JAKARTA – Teknologi kecerdasan buatan (Artificial Intelligence/AI)Selain memberikan manfaat yang begitu besar, AI juga memberikan beberapa ancaman bagi umat manusia. Siring Waktu berjalan, semakin banyak pula penguna penguna AI. bahkan perusahaan besar seperti Google dan Microsoft juga mulai mengunakan lecerdasan buatan ini. Namun Geoffrey Hinton yang dikenal sebagai Bapak AI punya pesan khusus.

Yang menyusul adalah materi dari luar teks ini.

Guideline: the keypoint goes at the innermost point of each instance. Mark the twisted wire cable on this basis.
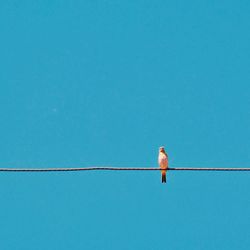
(118, 169)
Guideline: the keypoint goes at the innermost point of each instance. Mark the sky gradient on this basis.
(105, 83)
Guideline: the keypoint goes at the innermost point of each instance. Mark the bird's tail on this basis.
(163, 177)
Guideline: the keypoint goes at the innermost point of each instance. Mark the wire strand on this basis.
(117, 169)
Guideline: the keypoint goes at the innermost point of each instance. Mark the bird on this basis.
(163, 163)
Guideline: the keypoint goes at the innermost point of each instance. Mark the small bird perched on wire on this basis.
(163, 163)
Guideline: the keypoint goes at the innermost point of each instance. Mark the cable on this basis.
(117, 169)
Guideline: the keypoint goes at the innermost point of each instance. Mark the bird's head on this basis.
(161, 149)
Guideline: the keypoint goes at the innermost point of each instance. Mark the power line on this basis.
(117, 169)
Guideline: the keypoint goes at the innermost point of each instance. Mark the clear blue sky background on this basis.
(105, 83)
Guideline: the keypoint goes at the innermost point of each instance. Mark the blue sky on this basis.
(105, 83)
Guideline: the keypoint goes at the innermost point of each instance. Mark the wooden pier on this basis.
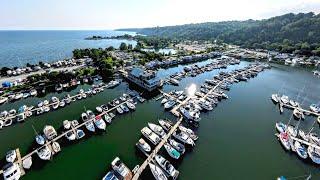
(48, 143)
(156, 149)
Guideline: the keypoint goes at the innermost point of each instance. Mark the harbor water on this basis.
(20, 47)
(236, 139)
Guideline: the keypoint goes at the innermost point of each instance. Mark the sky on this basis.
(113, 14)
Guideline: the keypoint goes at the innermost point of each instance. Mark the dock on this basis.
(156, 149)
(48, 143)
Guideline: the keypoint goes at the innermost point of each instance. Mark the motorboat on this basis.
(275, 98)
(183, 137)
(40, 139)
(301, 150)
(49, 132)
(71, 135)
(167, 166)
(189, 131)
(171, 151)
(121, 169)
(130, 105)
(143, 145)
(303, 135)
(56, 147)
(157, 129)
(165, 124)
(80, 134)
(190, 114)
(314, 138)
(284, 99)
(292, 131)
(11, 156)
(119, 110)
(314, 154)
(90, 126)
(74, 123)
(151, 136)
(11, 171)
(314, 108)
(169, 104)
(157, 172)
(66, 124)
(281, 127)
(298, 114)
(178, 146)
(99, 123)
(44, 153)
(293, 103)
(284, 139)
(107, 118)
(27, 162)
(164, 100)
(110, 176)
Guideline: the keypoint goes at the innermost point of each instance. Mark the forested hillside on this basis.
(298, 33)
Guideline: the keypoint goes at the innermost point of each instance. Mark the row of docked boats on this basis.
(7, 118)
(195, 70)
(298, 141)
(175, 146)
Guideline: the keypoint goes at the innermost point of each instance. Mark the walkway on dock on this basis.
(48, 143)
(156, 150)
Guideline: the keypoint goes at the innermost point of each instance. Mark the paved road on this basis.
(23, 76)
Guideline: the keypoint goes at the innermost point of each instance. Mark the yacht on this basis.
(284, 99)
(143, 145)
(56, 147)
(121, 169)
(275, 98)
(107, 118)
(157, 129)
(171, 151)
(27, 162)
(314, 154)
(110, 176)
(178, 146)
(281, 127)
(40, 139)
(301, 150)
(90, 126)
(151, 136)
(49, 132)
(314, 108)
(99, 123)
(157, 172)
(169, 104)
(66, 124)
(166, 125)
(119, 110)
(44, 153)
(11, 156)
(167, 166)
(11, 171)
(303, 135)
(131, 105)
(71, 135)
(284, 139)
(189, 131)
(80, 134)
(183, 137)
(189, 114)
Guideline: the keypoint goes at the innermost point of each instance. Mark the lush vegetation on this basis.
(298, 33)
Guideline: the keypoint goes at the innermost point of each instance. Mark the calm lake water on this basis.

Dia menjelaskan bahaya pengembangan AI untuk masa depan manusia.
Sulit Membedakan Kebohongan
Kehadiran AI telah mempersulit masyarakat dalam membedakan kebenaran dan kebohongan, terutama dengan teknologi deepfake. Deepfake menggunakan AI untuk menciptakan konten visual palsu yang sulit dibedakan dari yang asli, seperti foto dan video tokoh terkenal dengan latar belakang yang tidak lazim. Bahkan Presiden Jokowi pernah jadi korban deepfake yang memperlihatkannya berpidato dalam Bahasa Mandarin. Hal ini membawa dampak serius karena penyebaran informasi palsu dapat menyebabkan berita bohong, penipuan, dan pengaruh politik yang merugikan. Pendidikan tentang literasi digital dan kritis harus ditingkatkan untuk membantu masyarakat mengenali dan memverifikasi konten palsu yang dihasilkan oleh AI sebelum dipercayai atau disebarluaskan secara luas.

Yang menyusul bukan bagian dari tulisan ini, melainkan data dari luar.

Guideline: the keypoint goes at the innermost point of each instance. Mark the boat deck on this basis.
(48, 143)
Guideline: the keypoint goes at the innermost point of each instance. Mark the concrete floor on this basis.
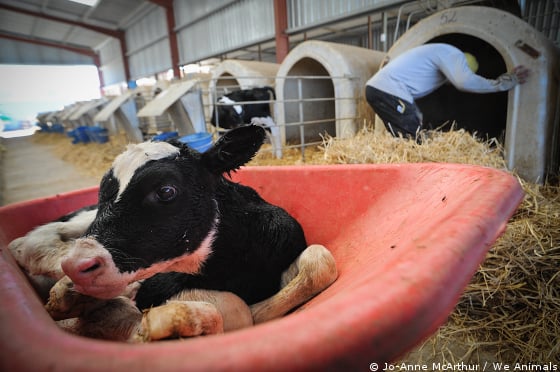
(29, 170)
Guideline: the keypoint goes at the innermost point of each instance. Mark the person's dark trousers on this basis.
(399, 116)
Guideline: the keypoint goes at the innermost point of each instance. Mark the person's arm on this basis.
(460, 75)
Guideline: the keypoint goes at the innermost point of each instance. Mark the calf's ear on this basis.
(233, 149)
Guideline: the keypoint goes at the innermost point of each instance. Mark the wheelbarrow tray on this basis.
(407, 239)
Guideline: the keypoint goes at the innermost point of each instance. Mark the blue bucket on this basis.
(198, 141)
(98, 134)
(165, 136)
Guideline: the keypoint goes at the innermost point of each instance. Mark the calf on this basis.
(170, 226)
(236, 109)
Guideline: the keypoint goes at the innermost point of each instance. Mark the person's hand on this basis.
(521, 73)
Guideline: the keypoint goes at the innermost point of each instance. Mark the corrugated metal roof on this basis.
(30, 26)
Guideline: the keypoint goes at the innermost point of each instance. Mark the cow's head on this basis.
(157, 212)
(229, 114)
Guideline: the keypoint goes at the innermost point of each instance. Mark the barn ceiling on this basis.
(66, 24)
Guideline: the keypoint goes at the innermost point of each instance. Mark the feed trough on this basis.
(406, 238)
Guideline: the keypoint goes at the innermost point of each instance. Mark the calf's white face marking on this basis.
(228, 100)
(90, 265)
(135, 156)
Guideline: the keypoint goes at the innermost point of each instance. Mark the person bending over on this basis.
(392, 91)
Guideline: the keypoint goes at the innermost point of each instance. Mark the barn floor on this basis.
(29, 170)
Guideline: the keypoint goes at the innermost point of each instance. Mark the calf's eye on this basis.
(166, 193)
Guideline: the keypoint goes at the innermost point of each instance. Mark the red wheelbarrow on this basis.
(406, 238)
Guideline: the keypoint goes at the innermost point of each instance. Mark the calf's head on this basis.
(157, 212)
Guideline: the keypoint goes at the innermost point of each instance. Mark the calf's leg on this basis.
(312, 272)
(190, 313)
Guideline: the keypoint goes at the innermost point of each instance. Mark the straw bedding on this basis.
(510, 312)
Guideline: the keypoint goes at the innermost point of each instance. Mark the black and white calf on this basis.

Kepintaran yang Melebihi Manusia
Kemajuan AI memiliki banyak keunggulan, seperti memori yang lebih baik, kemampuan mengumpulkan informasi cepat, dan kemungkinan bekerja tanpa henti. AI juga lebih baik dalam beberapa tugas sekaligus dan berpikir lebih jauh ke depan. Namun, kebanyakan AI spesialis untuk aplikasi tertentu. Manusia mempunyai keunggulan dalam menggunakan imajinasi dan intuisi dalam situasi baru, membuat mereka lebih fleksibel. Seiring AI menjadi canggih, ada kemungkinan menciptakan “kecerdasan buatan umum,” yang bisa melampaui kecerdasan manusia. Namun, ini juga menimbulkan kekhawatiran tentang keamanan karena AI bisa menjadi lebih pintar dari manusia tanpa pengawasan yang tepat. Jensen Huang menyoroti bahwa belajar ilmu komputer mungkin tidak lagi diperlukan karena komputer akan menjadi lebih cerdas di masa depan. Hal ini penting untuk mendukung regulasi dan pengawasan yang tepat terhadap perkembangan AI agar tetap terkendali dan bermanfaat bagi manusia.

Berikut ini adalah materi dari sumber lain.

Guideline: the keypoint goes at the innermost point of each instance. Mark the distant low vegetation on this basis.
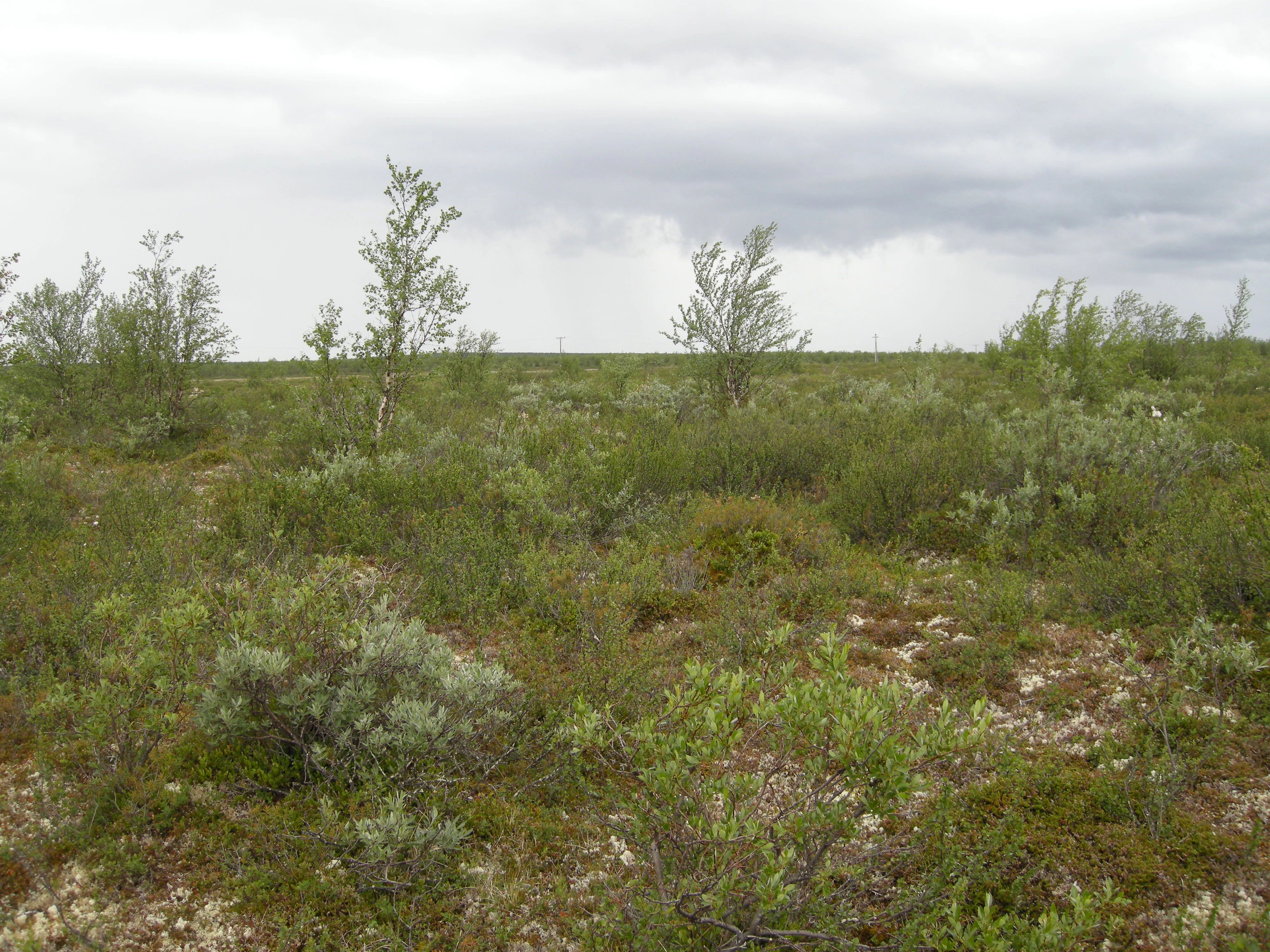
(412, 644)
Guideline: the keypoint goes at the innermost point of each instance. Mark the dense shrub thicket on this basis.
(587, 657)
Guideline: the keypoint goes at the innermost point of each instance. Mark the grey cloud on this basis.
(990, 126)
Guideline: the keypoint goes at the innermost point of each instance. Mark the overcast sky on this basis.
(932, 164)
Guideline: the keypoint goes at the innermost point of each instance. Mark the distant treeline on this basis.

Penganguran yang Bertambah
Laporan dari Council of Economic Advisers (CEA) di The White House menemukan sekelompok pekerjaan rentan terhadap AI, mencakup 10% tenaga kerja. Pekerjaan tersebut mengalami penurunan permintaan dengan perkembangan lapangan kerja yang lambat. Meskipun banyak pekerjaan lain lebih kompleks, pekerjaan rentan terhadap AI tidak meningkatkan keterampilan sehingga rentan terhadap gangguan teknologi. Analisis juga menunjukkan pekerjaan rentan terhadap AI lebih cenderung bagi pekerja yang lebih tua. Meski demikian, dampak negatif AI pada keseluruhan lapangan kerja minim, tetapi dapat mempengaruhi sebagian pekerja. Data juga menunjukkan pergeseran tugas manusia dan mesin, dengan prospek peningkatan kontribusi mesin dalam lima tahun mendatang. WEC memprediksi AI akan menggantikan 85 juta pekerjaan tahun 2025. Freethink menyebutkan 65% pekerjaan ritel dapat diotomatisasi tahun tersebut. PwC perkirakan 30% pekerjaan otomatisasi 2030, dengan dampak lebih besar pada pria.